Richtige Freudensprünge machten die Kühe des Gilserberger Weidehofs der Familie Kohl, als sie nach vier langen Monaten im Stall wieder auf ihre Weide durften.

Wenn Kühe sprechen könnten, hätten sie sicher „Das ist spitze“ gerufen. Die Kühe des Gilserberger Weidehofs der Familie Kohl durften nach langer Zeit wieder auf ihre Weide. Die liegt auf dem Gelände des Hofs – gleich hinter dem Boxenlaufstall.

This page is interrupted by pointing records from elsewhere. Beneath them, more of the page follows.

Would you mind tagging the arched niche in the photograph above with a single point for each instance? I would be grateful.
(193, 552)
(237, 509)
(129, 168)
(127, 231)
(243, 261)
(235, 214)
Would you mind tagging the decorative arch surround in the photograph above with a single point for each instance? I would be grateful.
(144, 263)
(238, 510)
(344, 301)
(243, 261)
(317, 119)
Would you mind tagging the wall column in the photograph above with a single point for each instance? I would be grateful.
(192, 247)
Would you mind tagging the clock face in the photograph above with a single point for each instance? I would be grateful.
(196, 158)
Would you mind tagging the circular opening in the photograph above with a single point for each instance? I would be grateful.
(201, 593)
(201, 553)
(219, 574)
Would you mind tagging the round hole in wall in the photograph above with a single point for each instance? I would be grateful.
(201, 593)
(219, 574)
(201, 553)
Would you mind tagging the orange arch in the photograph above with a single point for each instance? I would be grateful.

„Wenn Schnee liegt, lassen wir die Kühe auch im Winter raus“, sagt Karl-Heinrich Kohl, der gemeinsam mit Frau Rosemarie und Sohn Lucas den Biobetrieb am Ortsrand bewirtschaftet. Doch weil der Schnee in diesem Winter nicht liegen blieb, musste die Herde im Stall bleiben. Im Feuchten wird die Grasnarbe geschont, damit jetzt im Frühjahr wieder genügend Grün nachwachsen kann.

Umso größer war die Lust der Tiere, ihren natürlichen Bewegungstrieb auszuleben – das hatten sie zuletzt im November getan. Ziegenbock Oskar, der sich die Weide mit dem Milchvieh teilen sollte, nahm schnell Reißaus und schlüpfte durch den neuen Metallzaun, der den früheren Stacheldraht ersetzt. Nach wenigen Minuten in Freiheit fochten die Kühe auch ihre Rangfolge neu aus – Kopf an Kopf. „Früher, als sie im Anbindestall standen, war das noch schlimmer“, erinnert sich Karl-Heinrich Kohl.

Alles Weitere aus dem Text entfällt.